From Natural Language to TOSCA: Leveraging LLMs for Automated Service Composition
摘要
Cloud service composition involves combining multiple autonomous services to deliver new value-added services with enhanced functionalities. Existing solutions rely mostly on structured or semi-structured requests, requiring technical expertise and limiting accessibility for non-expert users. With the advent of Large Language Models (LLMs), it is now feasible to interpret end-user intents expressed in Natural Language (NL) and automatically generate corresponding service compositions. This marks a shift toward automating cloud service composition based on unstructured requests. To enable functional composition from such requests, their interpretation is a crucial step. It enables the identification of both explicit and implicit needs, mapping them to relevant services and automatically constructing a logical, provider-agnostic composition (i.e., relevant services with their dependencies).
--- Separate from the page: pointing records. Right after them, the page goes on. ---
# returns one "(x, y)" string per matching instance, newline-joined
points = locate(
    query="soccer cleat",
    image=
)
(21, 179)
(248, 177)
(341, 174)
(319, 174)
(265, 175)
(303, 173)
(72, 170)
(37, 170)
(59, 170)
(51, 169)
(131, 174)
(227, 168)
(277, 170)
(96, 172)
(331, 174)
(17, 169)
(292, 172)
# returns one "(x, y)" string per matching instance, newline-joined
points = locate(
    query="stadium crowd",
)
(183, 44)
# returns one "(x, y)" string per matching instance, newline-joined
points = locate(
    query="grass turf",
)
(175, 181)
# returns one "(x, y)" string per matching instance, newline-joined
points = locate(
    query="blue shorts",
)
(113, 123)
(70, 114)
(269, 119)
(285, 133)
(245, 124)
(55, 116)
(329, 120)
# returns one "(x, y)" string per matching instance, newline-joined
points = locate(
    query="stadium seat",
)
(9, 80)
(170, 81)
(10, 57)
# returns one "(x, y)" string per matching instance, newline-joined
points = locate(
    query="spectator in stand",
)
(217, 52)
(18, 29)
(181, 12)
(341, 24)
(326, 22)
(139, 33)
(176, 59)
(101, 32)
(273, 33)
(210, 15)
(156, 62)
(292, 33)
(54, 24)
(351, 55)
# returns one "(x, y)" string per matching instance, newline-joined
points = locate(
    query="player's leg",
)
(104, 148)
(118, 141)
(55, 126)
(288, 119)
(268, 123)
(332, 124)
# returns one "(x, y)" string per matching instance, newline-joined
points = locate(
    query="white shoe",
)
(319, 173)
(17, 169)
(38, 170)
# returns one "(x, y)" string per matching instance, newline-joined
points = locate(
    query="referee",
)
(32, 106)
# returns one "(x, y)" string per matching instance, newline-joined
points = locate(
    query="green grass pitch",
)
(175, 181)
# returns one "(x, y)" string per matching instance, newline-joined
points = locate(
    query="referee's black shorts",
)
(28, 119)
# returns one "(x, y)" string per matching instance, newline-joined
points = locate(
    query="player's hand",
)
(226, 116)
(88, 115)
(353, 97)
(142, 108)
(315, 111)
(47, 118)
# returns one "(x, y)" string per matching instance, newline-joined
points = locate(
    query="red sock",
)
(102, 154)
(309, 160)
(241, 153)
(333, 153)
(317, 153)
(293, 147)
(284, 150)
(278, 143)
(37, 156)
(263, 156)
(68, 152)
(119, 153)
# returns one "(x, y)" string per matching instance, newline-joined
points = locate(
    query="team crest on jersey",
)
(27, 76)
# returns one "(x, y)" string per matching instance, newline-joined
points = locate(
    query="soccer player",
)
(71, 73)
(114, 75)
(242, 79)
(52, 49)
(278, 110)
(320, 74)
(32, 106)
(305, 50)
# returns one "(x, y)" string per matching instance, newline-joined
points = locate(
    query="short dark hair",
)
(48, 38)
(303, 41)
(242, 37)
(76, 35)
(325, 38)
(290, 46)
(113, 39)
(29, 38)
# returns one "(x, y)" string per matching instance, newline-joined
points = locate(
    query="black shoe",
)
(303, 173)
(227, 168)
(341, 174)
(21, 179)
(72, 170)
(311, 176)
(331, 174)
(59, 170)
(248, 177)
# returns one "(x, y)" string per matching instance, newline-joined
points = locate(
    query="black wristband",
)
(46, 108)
The latter serves as the foundation for downstream tasks—including service discovery, selection, and execution code generation—ultimately producing a deployable service composition. However, this critical interpretation task is often overlooked in existing research, primarily due to the lack of appropriate datasets tailored for cloud service composition from natural language requests. In this paper, we first propose an LLM-assisted method for constructing a benchmark dataset that captures diverse user profiles and varying levels of NL requests completeness. Each request is paired with a corresponding provider-independent composition, formally represented using the standard TOSCA specification language. Second, using this dataset, we evaluate the performance of both open-source and proprietary LLMs on the interpretation of technically diverse and completeness-varying requests.